The majority describes how PERC simply disregarded the hearing examiner's conclusions, rather than reviewing them. PERC therefore reached an erroneous decision. Given that the hearing examiner's determination has never been rejected as erroneous by PERC, I do not see the point of remanding for a new hearing. No one can seriously expect Richland and the Union to introduce different evidence from what has already been presented. Richland has already lost one hearing and is not entitled to a new one. Remanding for a determination on a question which has already been litigated and determined is unnecessary and unfair. I would reverse PERC and reinstate the hearing examiner's decision dismissing Richland's complaint.

NOTES

[1] This policy manual determines the types and numbers of fire fighting apparatus that should be deployed in specific emergency situations.

[2] That workload and safety are conditions of employment, and thus mandatory subjects of bargaining, is not disputed. See, e.g., Yakima v. Yakima Police Patrolman's Ass'n, Pub. Empl. Relations Comm'n Dec. 1130-PECB, at 4 (1981) (examiner's opinion); Narragansett v. International Ass'n of Fire Fighters, Local 1589, 119 R.I. 506, 508, 380 A.2d 521 (1977); Fire Fighters Union, Local 1186 v. Vallejo, 12 Cal.3d 608, 619-20, 526 P.2d 971, 116 Cal. Rptr. 507 (1974); Alpena v. Alpena Fire Fighters Ass'n, 56 Mich. App. 568, 575, 224 N.W.2d 672 (1974), overruled on other grounds in Detroit v. Detroit Police Officers Ass'n, 408 Mich. 410, 294 N.W.2d 68 (1980); see generally C. Morris, The Developing Labor Law 800-01, 813-15 (2d ed. 1983).

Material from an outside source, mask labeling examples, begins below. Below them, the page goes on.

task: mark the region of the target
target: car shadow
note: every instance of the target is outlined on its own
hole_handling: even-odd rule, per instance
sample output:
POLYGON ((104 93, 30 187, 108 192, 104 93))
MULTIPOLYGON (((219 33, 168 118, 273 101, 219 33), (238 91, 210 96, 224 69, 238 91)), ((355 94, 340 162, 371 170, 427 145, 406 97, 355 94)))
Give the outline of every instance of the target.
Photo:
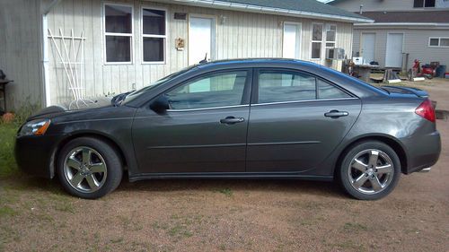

[3] Holding department, fire response and equipment staffing levels to be non-mandatory bargaining subjects, the New Jersey commission concluded that such staffing levels do not "directly concern" the working conditions of workload and safety, but only have the potential to affect these conditions.

[4] The New York board's later reversal of this approach, see White Plains Police Benevolent Ass'n v. White Plains, 9 Pub. Empl. Relations Bd. ¶ 3007 (N.Y. 1976), reflects not a revision of its judgment concerning the lesser need for management flexibility in setting equipment staffing levels compared with overall staffing, but rather a concern for the burdens case-by-case adjudication would place on the negotiating process. See White Plains, at 3010. Indeed, the distinction the first White Plains ruling drew has been lauded as "more nearly correct" than the approach that replaced it. Leonard, Collective Bargaining on Issues of Health and Safety in the Public Sector: The Experience Under New York's Taylor Law, 31 Buffalo L. Rev. 165, 174 (1982).

[5] It would seem proper, on remand, for the hearing examiner to make this determination in the first instance. See WAC 391-45-310.

[6] Parenthetically, we note our agreement in PERC's conclusion that Local 1052's contract proposal is not supportable under the rules of effects bargaining. With respect to effects bargaining, the union's proposal is at best a redundancy; settled law already requires Richland to bargain over the effects of its actions on wages and other mandatory subjects. The proposal goes beyond what the law requires, however, obligating Richland to renegotiate fire fighter wages even absent real effects on mandatory bargaining subjects. This overbreadth, as PERC correctly concluded, renders inappropriate the union's reliance on effects bargaining law.